26.12.11

Numbers suggest LA Democrat decline hard to reverse

As actually has occurred now for several decades, partisan dealignment nationally continues with no letup as the two majors parties lose affiliates while those who claim none increase in numbers. Louisiana’s history in this regard illustrates the evolving political culture and trends of the state that differ from the national scene.

Of the 49 states that observe voter registration, four-sevenths require some affirmation of partisan status. And of those 28 states, in 25 Democrat registrations have declined since 2008 and in three-quarters of them Republican registrations have followed the same course. Meanwhile, those not affiliated (often called “independents” but legally in Louisiana known as “no party” registrants) have gone down in only 10.

The last year of the quadrennial election cycle typically has the highest number of registrants while the midterm has the lowest, with a slight increase in the third year such as 2011, so the drop partly is a result of that cyclical dynamic.
Still, the comparison of changes across the three categories clearly shows the dealignment effect. And when investigated at the micro level as with a single state, it also can tells about its changing electoral conditions.

As in Louisiana, where over the past eleven years some tremendous changes have happened. In 2000, at a shade over 950,000, white Democrats comprised well over half of all Democrats, over half of all white voters, more than white Republicans and no party voters combined, and not many fewer than all non-Democrats combined. Add the nearly 800,000 black Democrats, and even a decade ago Democrats constituted a powerful political force although more at the state and local level, as some displayed a dual partisanship that led them to vote regularly for Republicans for national offices.

The latest figures at the end of November of this year paint a much different picture. The number of white voters statewide has increased slightly, while black voters’ numbers have gone up about 10 percent. But the proportion of Democrats has fallen nearly 14 percent in the interim, or nearly 225,000. It would have fallen more without that increase in black registrants, although the majority of the additional entrants did not choose to register as Democrats, as the number of white Democrats has plunged about 29 percent or nearly 275,000.
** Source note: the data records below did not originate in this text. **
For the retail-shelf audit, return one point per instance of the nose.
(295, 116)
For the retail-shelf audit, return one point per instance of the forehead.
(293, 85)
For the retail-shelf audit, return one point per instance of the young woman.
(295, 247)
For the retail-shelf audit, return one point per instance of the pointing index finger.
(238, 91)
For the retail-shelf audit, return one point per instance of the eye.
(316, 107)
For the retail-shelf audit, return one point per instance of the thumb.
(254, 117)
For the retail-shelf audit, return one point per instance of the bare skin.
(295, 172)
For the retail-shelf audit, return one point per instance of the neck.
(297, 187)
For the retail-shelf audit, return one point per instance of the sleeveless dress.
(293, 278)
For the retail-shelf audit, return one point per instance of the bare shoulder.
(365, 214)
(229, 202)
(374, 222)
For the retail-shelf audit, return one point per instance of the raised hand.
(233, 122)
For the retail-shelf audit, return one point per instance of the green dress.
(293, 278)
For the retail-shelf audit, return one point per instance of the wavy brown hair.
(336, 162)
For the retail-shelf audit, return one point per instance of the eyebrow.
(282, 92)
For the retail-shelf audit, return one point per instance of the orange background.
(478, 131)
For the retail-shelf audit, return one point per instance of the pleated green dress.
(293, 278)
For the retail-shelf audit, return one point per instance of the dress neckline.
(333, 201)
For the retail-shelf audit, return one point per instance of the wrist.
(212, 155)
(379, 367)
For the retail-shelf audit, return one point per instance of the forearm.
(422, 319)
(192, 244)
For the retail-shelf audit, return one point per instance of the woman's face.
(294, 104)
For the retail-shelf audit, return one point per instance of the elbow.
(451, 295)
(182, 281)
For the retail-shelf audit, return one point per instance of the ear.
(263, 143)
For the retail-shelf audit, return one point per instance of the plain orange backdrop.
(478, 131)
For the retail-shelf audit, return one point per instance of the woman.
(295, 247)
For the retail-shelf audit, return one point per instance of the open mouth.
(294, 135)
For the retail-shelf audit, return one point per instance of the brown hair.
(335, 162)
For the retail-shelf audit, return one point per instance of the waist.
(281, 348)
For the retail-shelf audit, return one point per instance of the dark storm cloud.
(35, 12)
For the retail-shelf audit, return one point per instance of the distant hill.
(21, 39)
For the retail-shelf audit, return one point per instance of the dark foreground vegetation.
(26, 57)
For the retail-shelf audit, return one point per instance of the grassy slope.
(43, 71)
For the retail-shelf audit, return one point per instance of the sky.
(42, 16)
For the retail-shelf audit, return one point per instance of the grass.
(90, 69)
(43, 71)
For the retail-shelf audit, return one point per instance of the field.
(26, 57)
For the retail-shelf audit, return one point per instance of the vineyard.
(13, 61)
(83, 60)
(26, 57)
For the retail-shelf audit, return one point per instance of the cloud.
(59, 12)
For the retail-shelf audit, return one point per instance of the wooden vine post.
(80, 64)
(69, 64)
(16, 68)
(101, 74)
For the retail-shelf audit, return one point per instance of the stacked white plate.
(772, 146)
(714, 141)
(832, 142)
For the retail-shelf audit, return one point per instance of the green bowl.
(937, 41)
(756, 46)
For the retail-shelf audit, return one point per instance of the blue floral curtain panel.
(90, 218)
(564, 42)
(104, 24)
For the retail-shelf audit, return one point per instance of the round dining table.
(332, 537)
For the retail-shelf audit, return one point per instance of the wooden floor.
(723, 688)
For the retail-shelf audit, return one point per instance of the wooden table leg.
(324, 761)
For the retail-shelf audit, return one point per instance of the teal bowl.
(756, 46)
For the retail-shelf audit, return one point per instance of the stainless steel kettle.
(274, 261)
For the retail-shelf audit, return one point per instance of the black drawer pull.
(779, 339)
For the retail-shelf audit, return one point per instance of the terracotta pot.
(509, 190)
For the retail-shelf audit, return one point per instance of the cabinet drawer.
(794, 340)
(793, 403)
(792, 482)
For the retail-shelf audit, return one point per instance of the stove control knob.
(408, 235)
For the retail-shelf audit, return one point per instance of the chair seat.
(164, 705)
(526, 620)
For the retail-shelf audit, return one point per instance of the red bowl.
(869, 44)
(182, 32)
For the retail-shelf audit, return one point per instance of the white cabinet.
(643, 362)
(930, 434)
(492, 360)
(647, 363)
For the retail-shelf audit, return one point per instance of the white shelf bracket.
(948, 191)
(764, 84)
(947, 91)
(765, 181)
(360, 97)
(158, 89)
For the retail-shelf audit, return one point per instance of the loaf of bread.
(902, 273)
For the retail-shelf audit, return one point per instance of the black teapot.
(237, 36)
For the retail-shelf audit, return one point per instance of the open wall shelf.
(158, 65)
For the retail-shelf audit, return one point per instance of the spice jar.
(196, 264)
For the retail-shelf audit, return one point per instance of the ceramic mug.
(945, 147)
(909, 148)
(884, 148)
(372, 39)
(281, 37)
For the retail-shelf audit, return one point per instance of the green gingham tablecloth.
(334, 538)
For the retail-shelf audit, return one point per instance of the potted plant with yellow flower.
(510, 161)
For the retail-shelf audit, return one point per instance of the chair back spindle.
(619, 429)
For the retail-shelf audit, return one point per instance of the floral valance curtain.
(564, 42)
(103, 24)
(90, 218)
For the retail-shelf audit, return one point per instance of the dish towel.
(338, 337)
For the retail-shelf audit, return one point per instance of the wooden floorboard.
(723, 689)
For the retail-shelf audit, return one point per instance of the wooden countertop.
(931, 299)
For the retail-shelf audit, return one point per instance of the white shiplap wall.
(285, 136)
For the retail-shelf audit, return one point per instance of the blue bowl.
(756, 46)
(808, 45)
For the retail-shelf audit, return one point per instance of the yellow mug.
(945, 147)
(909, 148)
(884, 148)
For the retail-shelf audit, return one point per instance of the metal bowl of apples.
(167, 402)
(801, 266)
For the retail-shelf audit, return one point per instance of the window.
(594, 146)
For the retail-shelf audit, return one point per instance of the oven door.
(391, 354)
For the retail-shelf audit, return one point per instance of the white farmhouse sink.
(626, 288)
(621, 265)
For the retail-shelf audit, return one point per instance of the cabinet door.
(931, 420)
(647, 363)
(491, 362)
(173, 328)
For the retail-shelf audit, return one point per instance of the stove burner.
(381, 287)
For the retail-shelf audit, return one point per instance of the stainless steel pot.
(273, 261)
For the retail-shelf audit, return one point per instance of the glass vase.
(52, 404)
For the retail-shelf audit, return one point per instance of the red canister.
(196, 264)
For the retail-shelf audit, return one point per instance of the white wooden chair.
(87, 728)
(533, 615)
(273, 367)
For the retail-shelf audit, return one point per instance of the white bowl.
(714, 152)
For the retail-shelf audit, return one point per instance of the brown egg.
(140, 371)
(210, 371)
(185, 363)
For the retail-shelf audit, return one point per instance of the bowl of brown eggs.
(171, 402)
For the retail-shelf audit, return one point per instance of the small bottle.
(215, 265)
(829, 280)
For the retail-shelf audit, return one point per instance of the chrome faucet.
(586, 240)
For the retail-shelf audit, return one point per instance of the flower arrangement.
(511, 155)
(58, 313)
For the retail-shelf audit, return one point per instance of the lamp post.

No and other party registrants have increased around 190,000 or 39 percent since, but Republicans also have benefitted, boosting their numbers 27 percent or close to 164,000. That the combined figure of these two greatly exceeds the total loss by Democrats suggests disproportionately new entrants shy away from Democrats and switching that favors all but Democrats.

A review of annual changes confirms this supposition. White Democrats have lost more than one percent of their numbers every year, with the worst being over a seven percent plunge in 2010. By contrast, Democrats as a whole actually gained registrations twice over that span on the strength of black increases, mysteriously in 2003 and a hearty better than four percent jump in 2008 in response to the historic candidacy of Pres. Barack Obama, while Republicans increased in all but 2002 and 2006 with very small declines then, and with other and no party registrants decreasing only in 2010.

Republicans proved the exception to the midterm drop off in 2010 with a gain of over one percent, and in 2008 gained nearly five percent while, despite this typically being the year of largest changes upwards, no and other party registrant totals barely went higher, Democrats increased just over one percent on the strength of Obama’s candidacy, as white Democrats were off a steep four percent. The apparent deviance of these results is explained by this being the period of closed primaries in federal elections, where those who had been voting for Republicans in blanket primaries now could not, and had to switch their affiliations accordingly. These numbers reinforce the mistake Republican state officeholders made in not only allowing the system to revert back beginning next year, but in championing it, in terms of party-building.

So, in contrast to most states, Louisiana has not experienced unimpeded dealignment but has combined it with realignment away from Democrats towards Republicans. Further, this realignment has occurred markedly and in a discontinuous fashion only in concern with sub-national offices, while the gradual realignment concerning national elections matches the trend of the past fifty years. Why that acceleration occurred stems from the retreat of the populist persuasion, as the contradictions of it have become increasingly more difficult to hide in an era of wider information dissemination that has made more easily linkable the ideology and the issues of national politics with those at the state level.

Expect Louisiana to continue to buck the trend of dealignment dominance, at the national level largely a consequence of legal and social forces empowering candidates at the expense of parties, because candidates already have enjoyed such an advantage historically in the state. Whereas change promotes identification with candidates nationally, in Louisiana the factors bringing congruence of belief to partisanship only now are coming into prominence, to the GOP’s advantage. Unless or until Democrats at the state level differentiate themselves from the national party towards the ideological center, or the national party joins them in that effort, dealignment and realignment will pick away at them until their registrant numbers adhere to their actual voting strength as the state’s minority party.